I'm really excited as I've always wanted to write books and I had set myself a goal of writing at least one book by the time I was 30. So as long as the book is fully available for order in October as planned I would say challenge completed (my birthday is at the end of November).
Why did I write this book?
I have been working for a few years in a variety of roles in data science and machine learning (ML), and my career has now strongly went in the direction of focussing on productionization. A totally made up word that we all now use to mean 'taking ML proof-of-concepts and making them into working software solutions'. I've found this to be the hardest problem in industrial data science and machine learning, or at least the hardest problem that comes up often enough to justify focussing on it.
So given this focus and how much I know teams can struggle to understand some of the things they need to go from cool idea or draft model through to working solution, I decided to write this book. It's by no means perfect, but I hope it's a good collection of some of the ideas, tools and techniques that I think most important when it comes to ML engineering.
What's in it?
The book consists of 8 chapters:
- Introduction to ML Engineering
- The Machine Learning Development Process
- From Model to Model Factory
- Packaging Up
- Deployment Patterns and Tools
- Scaling Up
- Building an Example ML Microservice
- Building an Extract Transform Machine Learning Use Case
The book will kick off with more strategic and process directed thinking. This is where I talk about what I think ML engineering means and what is so different about building ML solutions vs traditional programming.

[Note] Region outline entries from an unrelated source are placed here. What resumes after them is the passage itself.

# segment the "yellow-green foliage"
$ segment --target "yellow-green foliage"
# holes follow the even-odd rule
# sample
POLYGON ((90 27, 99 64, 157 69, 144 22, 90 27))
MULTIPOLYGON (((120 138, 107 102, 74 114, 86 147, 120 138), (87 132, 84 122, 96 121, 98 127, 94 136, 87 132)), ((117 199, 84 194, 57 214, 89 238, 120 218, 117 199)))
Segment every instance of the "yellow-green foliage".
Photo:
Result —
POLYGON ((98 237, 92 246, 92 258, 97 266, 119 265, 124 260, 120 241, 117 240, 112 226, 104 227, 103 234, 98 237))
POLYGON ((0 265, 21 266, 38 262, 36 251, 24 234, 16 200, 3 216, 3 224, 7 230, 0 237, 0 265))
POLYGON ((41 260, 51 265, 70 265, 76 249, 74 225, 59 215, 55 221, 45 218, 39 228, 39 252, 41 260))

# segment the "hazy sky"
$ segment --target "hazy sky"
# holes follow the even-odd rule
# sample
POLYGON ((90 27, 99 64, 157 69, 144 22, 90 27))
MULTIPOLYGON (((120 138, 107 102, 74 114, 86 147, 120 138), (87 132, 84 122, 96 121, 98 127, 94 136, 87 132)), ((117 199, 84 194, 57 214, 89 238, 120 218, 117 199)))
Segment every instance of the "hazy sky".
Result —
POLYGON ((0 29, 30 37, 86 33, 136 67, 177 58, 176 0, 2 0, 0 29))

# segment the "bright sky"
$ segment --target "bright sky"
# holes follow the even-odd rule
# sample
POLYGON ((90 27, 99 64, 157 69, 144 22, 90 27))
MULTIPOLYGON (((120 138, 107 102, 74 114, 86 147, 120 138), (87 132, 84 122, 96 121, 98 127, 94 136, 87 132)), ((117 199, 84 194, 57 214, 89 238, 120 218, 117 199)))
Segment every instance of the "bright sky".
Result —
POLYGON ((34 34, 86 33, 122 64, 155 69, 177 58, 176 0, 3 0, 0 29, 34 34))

We then move onto learning about how to create models again and again by building training services and then how to monitor models for important changes like concept or data drift. I then discuss strategies for triggering retraining of your models and how this all ties together.
Moving on there's more of an emphasis about some important foundational pieces like how to create good Python packages that wrap your ML functionality and what architecture patterns you can build against.
The last piece of the book focusses on deep dives on a specific topic covers mechanisms for scaling up your solution, with a particular focus on Apache Spark and serverless infrastructure on the Cloud.
Finally, the book finishes with 2 chapters on worked examples that bring together a lot of what's been discussed earlier in the book, with a particular focus on how to make the relevant choices to be successful when executing a real-life ML engineering project.
First of all, I'm just super excited this is real. As I mentioned at the top of the article this has been a dream of mine for a long time and I think the topics are important ones to discuss. Hopefully the book can help people in data science, software development, machine learning and analytics roles be successful. That would make me happy too.
In terms of what's next I'm thinking that it would also be beneficial to expand the topics of the book into an online course. That way, people who would like the material structured in a slightly different way can also get the benefit. It would also allow me to expand on some of the material a bit more, giving a more conversational flavour to the material. I like the sound of that, hopefully you do too!
All in all, I just hope people enjoy the book and get benefit from it. I benefited immensely from technical books in this space when I was starting out (and I still do) so I'm really glad I can make my own small contribution to that body of learning.